Out of these indexes, only the SPI Mid has an available ETF: UBS SPI Mid A-Dis, with 159 million CHF of assets under management and a TER of 0.29%.
Visual representation of the indexes
Since most of the indexes are linked together and some indexes are simply a combination of other indexes, we can visualize them quite nicely. It will probably make sense to the visual readers. Since I did not find a recent infographic that is free for use, I decided to do it myself.
I am quite happy with the result. It is probably not much for you. But I am really bad at any graphics task. So without further ado, here is my fancy infographic:
I think it is really easy to visualize the different indexes using this infographic. You can see the size of the indexes and you can also the relations between the different index.

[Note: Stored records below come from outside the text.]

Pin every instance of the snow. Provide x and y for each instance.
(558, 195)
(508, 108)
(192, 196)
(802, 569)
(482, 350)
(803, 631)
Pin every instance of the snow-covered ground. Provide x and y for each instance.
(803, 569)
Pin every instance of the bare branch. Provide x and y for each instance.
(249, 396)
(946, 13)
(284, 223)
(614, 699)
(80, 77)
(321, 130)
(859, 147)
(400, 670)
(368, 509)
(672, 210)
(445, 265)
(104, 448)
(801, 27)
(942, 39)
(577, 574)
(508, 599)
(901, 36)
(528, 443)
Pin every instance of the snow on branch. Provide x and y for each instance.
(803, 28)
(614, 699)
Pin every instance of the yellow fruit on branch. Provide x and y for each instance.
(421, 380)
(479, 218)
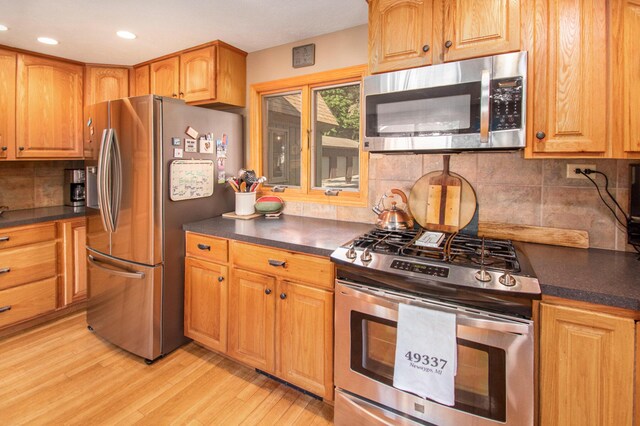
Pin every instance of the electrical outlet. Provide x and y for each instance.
(571, 170)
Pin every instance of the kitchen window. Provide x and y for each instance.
(305, 137)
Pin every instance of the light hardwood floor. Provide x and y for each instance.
(60, 373)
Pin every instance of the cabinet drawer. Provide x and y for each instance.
(288, 265)
(26, 264)
(14, 237)
(26, 301)
(206, 247)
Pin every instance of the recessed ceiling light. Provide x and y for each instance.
(47, 40)
(126, 34)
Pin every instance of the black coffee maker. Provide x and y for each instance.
(74, 192)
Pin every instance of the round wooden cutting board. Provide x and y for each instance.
(418, 200)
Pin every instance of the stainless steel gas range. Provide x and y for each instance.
(487, 284)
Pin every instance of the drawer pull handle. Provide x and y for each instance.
(278, 263)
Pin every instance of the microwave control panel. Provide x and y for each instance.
(506, 104)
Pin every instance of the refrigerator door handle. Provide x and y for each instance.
(101, 181)
(115, 270)
(116, 195)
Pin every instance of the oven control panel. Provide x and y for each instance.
(435, 271)
(506, 104)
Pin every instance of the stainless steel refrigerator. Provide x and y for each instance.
(135, 242)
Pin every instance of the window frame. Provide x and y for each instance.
(306, 84)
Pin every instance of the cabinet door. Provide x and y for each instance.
(74, 261)
(49, 113)
(252, 319)
(105, 84)
(197, 75)
(570, 78)
(400, 34)
(586, 367)
(7, 103)
(205, 303)
(305, 337)
(476, 28)
(165, 77)
(142, 83)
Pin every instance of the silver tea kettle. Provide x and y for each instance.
(392, 219)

If you want to reuse this infographic, feel free but I would ask that you cite this article as the source.
What do you think of my not-so-fancy infographic?

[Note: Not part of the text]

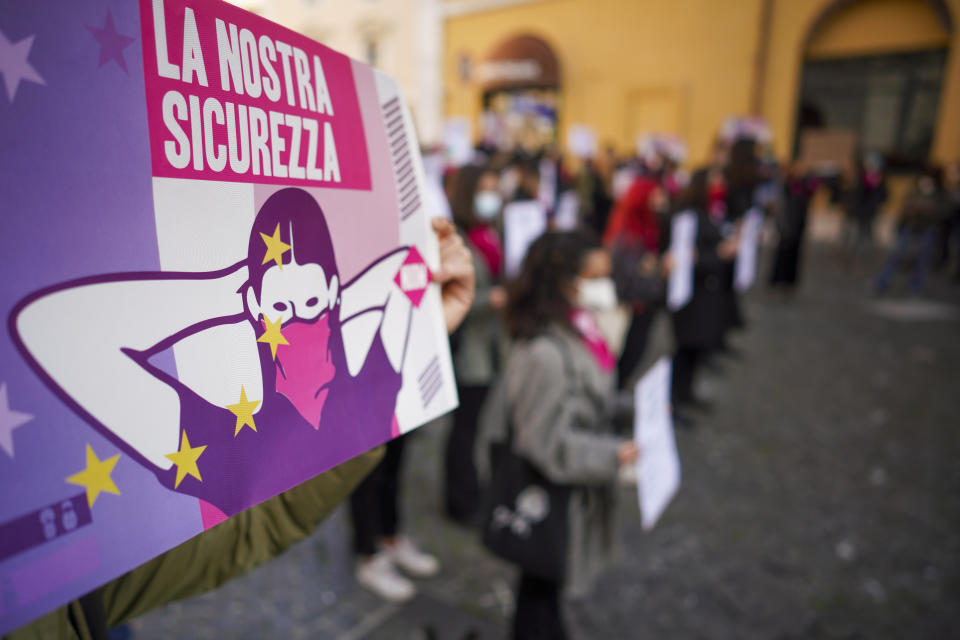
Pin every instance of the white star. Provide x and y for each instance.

Indexes from other providers
I went over all the SPI, SMI and SLI families first because they are provided directly by SIX Stock Exchange. For me, it makes more sense to have an index that is coming from the same countries as the shares themselves. Therefore, I will not go into details of all these indexes. But it is good to know that the SIX indexes are not the only one out there.
The first one is the Dow Jones Switzerland Titans 30. Cool name, right? This index contains the 30 largest and most liquid companies in the Swiss Stock Market index. This is almost the same as the SLI index but without the upper limit on the weights. I would rather use the SLI instead of this done even though it sounds less cool!

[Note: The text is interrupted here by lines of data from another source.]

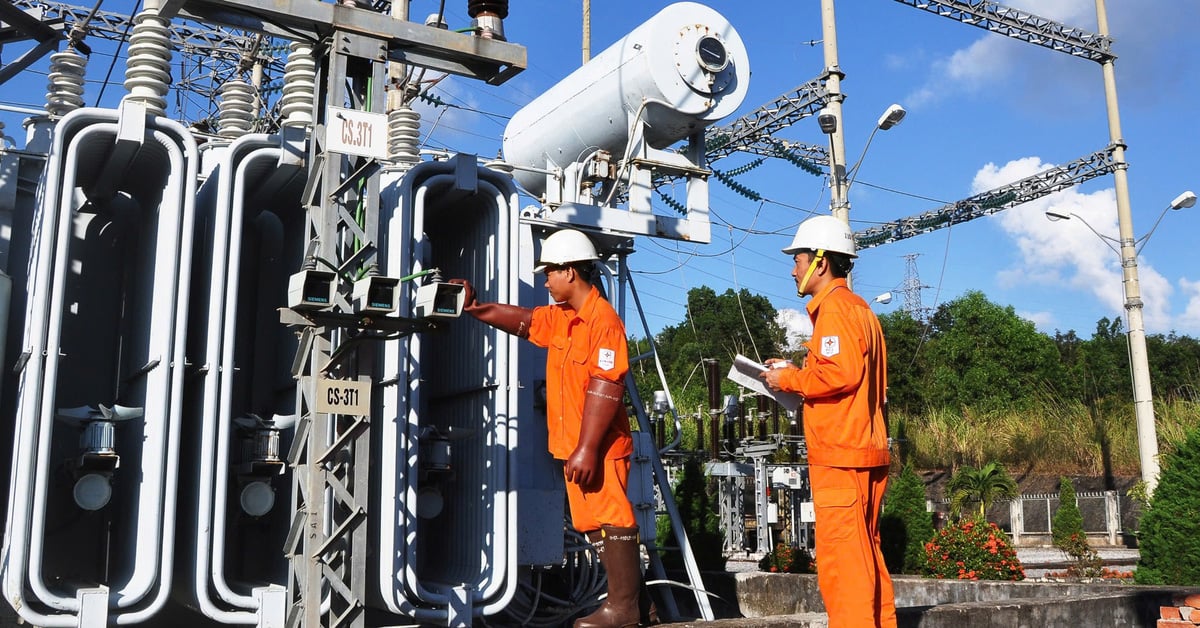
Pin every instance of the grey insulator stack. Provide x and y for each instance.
(299, 85)
(148, 71)
(65, 88)
(237, 109)
(403, 132)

Another one is the NASDAQ Alphadex Switzerland index. This one is really weird. It contains 41 companies. Instead of using a simple market capitalization weighting, it is using the Alphadex methodology. The idea is that they are trying to beat the market by using a smarter selection instead of replicating the market performance. For this single reason, I would not invest in this index. We know that we cannot beat the market on the long-term.
MSCI offers several Switzerland indexes:
- MSCI Switzerland. It tracks the 38 largest companies of the Swiss Stock Market.
- MSCI Switzerland 20/35. It is the same as the previous one except that the largest stock is limited to 35% and all the other companies are limited to 20%.
- MSCI Switzerland IMI. It contains the 118 largest companies from the Swiss Stock Market.
And MSCI has currency hedged versions of all these indexes. This leads to many ETFs and indexes available.
Personally, I am not fond of all these indexes. They do not offer any advantage compared to the indexes from SIX. And some are simply the same as existing SIX indexes. But of course, as usual, feel free to choose the index that suits you the most!
Even for the small Swiss Stock Market, there are many available indexes. All sizes of companies are present. Since some of the indexes changed over the year, there are also some duplicates. And since there are three giants in the Swiss Stock Market (Nestlé, Novartis and Roche), they had to do some fancy things with a limit on the weights of each company in order to have a better representation of more companies.
I do not really have a favorite index out of all of them. Nevertheless, some indexes make more sense than others. The SPI, SMI, and SLI are the indexes that make the most sense to me. If you really do not know what to invest in, you should probably invest in the SPI. This is the wider available index. And it is also the one with the cheapest ETF.
Personally, I am investing in a dividend-oriented ETF with some companies from the SPI. But I am planning to move to SPI soon. I will definitely keep you up to date as I do that.
As for the ETFs for these indexes, there are good ETFs available for the most important of the indices. This plays out between iShares and UBS. Sometimes, the UBS ETFs are cheaper, sometimes the iShares ETFs are cheaper. For each index, it is necessary to choose the best ETF to invest in.
Do you know any other Swiss Stock Market index? Do you invest in any of them?